The Internet can be whatever you want it to be. It can be the perfect soapbox for your opinions. It can be a never-ending fountain of information. It can be the most convenient meeting place for like-minded individuals all over the world to share in their passions – and that includes terrorists. That’s right. The government is aware of the huge possibility that crimes are easily perpetrated online and are constantly seeking extreme efforts to crack down on illegal activity. According to a Financial Times report, the U.S. military has recently set its eyes on Twitter as a possible source for the identities of terrorist factions.
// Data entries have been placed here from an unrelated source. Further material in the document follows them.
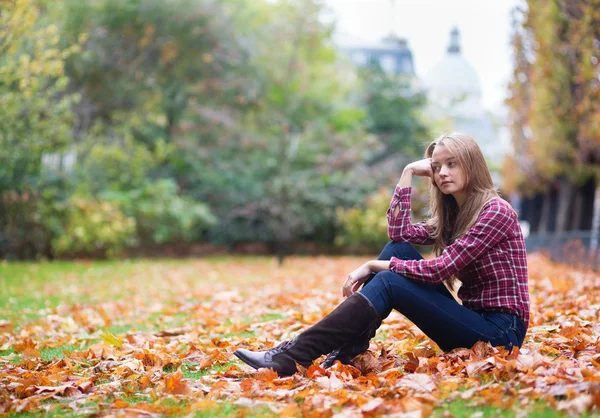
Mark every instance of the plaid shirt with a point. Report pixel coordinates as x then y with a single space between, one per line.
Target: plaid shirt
490 259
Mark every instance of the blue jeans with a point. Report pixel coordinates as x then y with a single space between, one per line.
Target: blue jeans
433 309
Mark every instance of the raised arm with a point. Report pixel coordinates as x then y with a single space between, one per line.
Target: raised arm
494 225
400 226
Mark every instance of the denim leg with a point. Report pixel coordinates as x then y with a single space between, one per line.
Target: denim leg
442 319
405 251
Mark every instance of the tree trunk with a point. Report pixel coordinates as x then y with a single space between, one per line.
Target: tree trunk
545 215
595 228
565 194
577 208
596 220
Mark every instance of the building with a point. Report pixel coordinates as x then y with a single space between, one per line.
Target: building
454 91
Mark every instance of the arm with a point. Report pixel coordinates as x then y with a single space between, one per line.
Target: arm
400 226
493 226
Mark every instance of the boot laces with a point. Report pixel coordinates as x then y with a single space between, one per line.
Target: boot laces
280 348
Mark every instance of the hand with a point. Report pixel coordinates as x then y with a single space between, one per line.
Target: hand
421 168
355 279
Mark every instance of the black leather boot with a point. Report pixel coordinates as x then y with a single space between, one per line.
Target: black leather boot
352 318
351 349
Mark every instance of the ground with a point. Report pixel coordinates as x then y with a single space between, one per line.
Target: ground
149 338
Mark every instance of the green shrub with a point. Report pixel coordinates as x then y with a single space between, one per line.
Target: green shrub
162 216
94 227
364 229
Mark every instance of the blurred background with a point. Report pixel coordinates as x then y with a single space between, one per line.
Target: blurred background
194 127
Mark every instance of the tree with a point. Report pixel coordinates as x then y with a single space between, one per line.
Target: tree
555 101
35 116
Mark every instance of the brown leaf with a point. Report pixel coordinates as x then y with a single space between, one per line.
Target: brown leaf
174 385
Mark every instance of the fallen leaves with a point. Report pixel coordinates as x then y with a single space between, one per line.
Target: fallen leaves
188 328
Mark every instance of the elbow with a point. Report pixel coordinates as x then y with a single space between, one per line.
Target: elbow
394 236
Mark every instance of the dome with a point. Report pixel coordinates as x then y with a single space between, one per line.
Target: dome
454 83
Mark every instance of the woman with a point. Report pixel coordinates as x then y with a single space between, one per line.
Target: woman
478 241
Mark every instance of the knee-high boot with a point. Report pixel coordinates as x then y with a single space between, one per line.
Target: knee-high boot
346 323
351 349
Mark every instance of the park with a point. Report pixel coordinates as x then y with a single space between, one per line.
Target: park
186 184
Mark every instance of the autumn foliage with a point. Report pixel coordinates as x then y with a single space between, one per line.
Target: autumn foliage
180 323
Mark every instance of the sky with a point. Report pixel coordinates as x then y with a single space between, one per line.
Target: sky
485 30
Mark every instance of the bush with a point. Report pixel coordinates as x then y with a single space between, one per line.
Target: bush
162 216
364 230
95 228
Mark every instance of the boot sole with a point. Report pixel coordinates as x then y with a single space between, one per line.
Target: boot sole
245 360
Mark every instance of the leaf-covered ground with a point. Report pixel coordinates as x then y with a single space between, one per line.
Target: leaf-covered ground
152 338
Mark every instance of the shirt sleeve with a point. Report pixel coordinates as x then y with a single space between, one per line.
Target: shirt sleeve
494 225
400 228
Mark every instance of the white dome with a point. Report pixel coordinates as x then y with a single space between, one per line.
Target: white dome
454 84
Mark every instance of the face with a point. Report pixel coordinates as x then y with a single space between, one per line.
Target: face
447 174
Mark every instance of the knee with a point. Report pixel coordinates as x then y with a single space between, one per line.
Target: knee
401 250
384 278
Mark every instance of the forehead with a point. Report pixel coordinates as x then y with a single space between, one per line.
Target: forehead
441 153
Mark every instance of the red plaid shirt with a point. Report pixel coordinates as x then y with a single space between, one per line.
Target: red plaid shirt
490 259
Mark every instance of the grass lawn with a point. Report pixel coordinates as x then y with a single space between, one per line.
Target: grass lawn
147 337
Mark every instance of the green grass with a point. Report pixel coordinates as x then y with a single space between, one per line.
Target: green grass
460 408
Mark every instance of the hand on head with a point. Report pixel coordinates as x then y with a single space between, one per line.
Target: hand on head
421 168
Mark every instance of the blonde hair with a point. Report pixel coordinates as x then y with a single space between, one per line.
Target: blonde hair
446 222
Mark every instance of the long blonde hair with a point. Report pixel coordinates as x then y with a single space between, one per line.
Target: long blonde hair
446 222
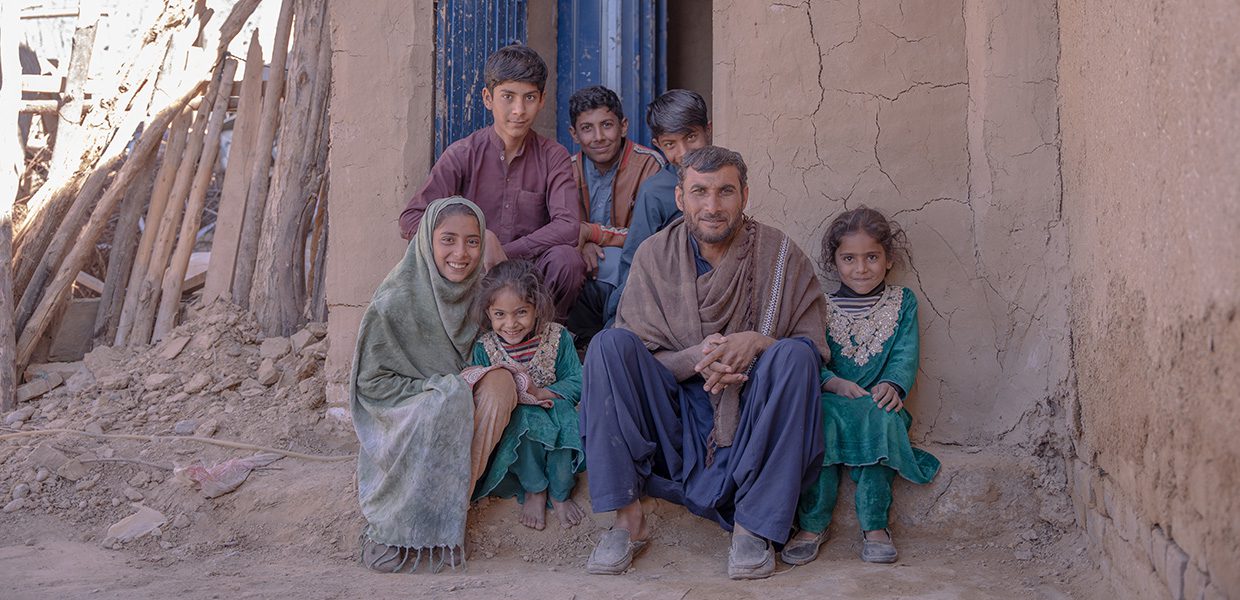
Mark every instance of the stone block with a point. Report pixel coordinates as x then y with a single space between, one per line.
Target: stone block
172 347
274 347
160 381
268 373
112 381
197 383
137 525
72 470
300 340
39 387
21 414
47 458
1177 562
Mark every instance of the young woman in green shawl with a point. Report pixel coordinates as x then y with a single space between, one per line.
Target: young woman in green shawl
423 432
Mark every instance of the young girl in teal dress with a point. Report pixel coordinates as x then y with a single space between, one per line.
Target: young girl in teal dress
872 330
541 451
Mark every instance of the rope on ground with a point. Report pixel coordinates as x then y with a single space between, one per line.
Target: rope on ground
238 445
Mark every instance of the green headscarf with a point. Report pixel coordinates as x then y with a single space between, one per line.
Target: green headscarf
418 324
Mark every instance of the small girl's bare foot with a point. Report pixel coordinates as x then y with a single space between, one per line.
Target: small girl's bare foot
569 512
533 512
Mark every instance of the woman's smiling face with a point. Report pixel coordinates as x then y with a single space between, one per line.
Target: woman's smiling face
456 244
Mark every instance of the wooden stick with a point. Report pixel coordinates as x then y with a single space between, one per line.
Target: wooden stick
256 196
236 445
120 257
10 171
174 150
82 251
278 295
148 295
46 210
175 275
232 194
63 238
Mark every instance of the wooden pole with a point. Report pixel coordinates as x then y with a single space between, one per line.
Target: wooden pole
63 238
149 293
120 257
84 247
232 194
278 294
47 210
11 158
174 278
256 196
164 180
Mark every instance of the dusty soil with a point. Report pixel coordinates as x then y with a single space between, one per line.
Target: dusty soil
290 529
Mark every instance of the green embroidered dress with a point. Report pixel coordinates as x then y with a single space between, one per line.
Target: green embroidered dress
877 345
541 449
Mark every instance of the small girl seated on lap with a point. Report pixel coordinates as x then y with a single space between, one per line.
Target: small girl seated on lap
541 450
872 330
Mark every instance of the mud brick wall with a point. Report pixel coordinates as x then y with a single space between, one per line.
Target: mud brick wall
382 129
1150 93
943 115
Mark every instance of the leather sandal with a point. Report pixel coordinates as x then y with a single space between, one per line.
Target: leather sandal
614 553
797 552
750 557
878 552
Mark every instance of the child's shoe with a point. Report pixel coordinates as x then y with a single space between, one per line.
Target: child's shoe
878 552
797 552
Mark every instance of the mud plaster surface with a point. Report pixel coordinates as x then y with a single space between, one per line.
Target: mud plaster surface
1150 96
382 129
943 115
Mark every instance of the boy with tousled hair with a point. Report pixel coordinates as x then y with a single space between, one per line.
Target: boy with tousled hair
680 123
609 170
522 181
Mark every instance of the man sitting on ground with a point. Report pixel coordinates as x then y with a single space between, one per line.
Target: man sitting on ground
706 393
522 181
609 169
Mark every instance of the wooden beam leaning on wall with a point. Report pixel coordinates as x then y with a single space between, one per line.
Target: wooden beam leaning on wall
150 283
164 180
65 172
232 194
278 293
58 289
256 196
174 278
11 158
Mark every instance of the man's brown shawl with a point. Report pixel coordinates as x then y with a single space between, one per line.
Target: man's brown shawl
671 309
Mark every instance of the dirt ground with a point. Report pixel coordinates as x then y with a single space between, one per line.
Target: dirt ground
290 528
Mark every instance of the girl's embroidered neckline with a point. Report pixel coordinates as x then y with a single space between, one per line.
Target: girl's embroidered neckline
862 336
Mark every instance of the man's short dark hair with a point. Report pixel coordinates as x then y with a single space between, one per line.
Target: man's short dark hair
711 159
515 63
590 98
676 112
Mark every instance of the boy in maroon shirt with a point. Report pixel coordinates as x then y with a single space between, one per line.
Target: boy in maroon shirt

Last summer, the U.S. Special Operations Command in Washington orchestrated an eight-day experiment known as Quantum Leap, which involved gathering 50 government and industry subjects to examine how the use of technology can “identify and exploit human, commercial and information networks” in a money-laundering scenario. The draft summary of the experiment explaining this was first obtained by Steve Aftergood of the think-tank Federation of American Scientists (FAS).
The summary also mentioned the success of Quantum Leap in identifying prominent use of social media as a means to exploit human networks, including ones that have users who prefer to actively keep tabs on their privacy and security from too much Internet exposure. And the main tool used for Quantum Leap, according to the report, is Raptor-X, “an open architecture that relies on plug-ins to import, exploit and display heterogeneous data”. One of the more prominent plug-ins developed for Raptor-X was “Social Bubble,” a custom-made application that effectively searched and analyzed pertinent Twitter data summoned through the micro-blogging platform’s API. It gathered Twitter usernames, geographic locations, tweets, and other related metadata.
In the past, Twitter has done a good job protecting user information – while the likes of Google, Facebook, and Microsoft were busy embroiled in the PRISM exposé initiated by former U.S. National Security Agency analyst Edward Snowden, the micro-blogging site virtually found no reason to have to defend itself to users. So the report that Twitter knew nothing about Quantum Leap and maintained that the streams accessed by the project are public and available to anyone who wishes to access them seems highly uncharacteristic of the company.
On its part, the Special Operations Command minimized the existence of the Quantum Leap project, confirming that it was no longer funded and active. Ken McGraw of U.S. Special Operations Command told FAS the draft summary that was obtained does not reflect the final outcome of the experiment, calling the effort “small and inconsequential.” “The real focus of Quantum Leap was creating an environment and a process that would improve collaboration with interagency organizations,” McGraw explains.
As long as social media continues to be an important part of Internet culture, it will always be regarded as a target for data mining (especially by the government), for whatever reason. And because of the massiveness of the information available, one could only imagine how deep and how often these data excavations go. Various defense companies are already reportedly pawning off apps and services similar to Social Bubble to various government agencies, both local and international.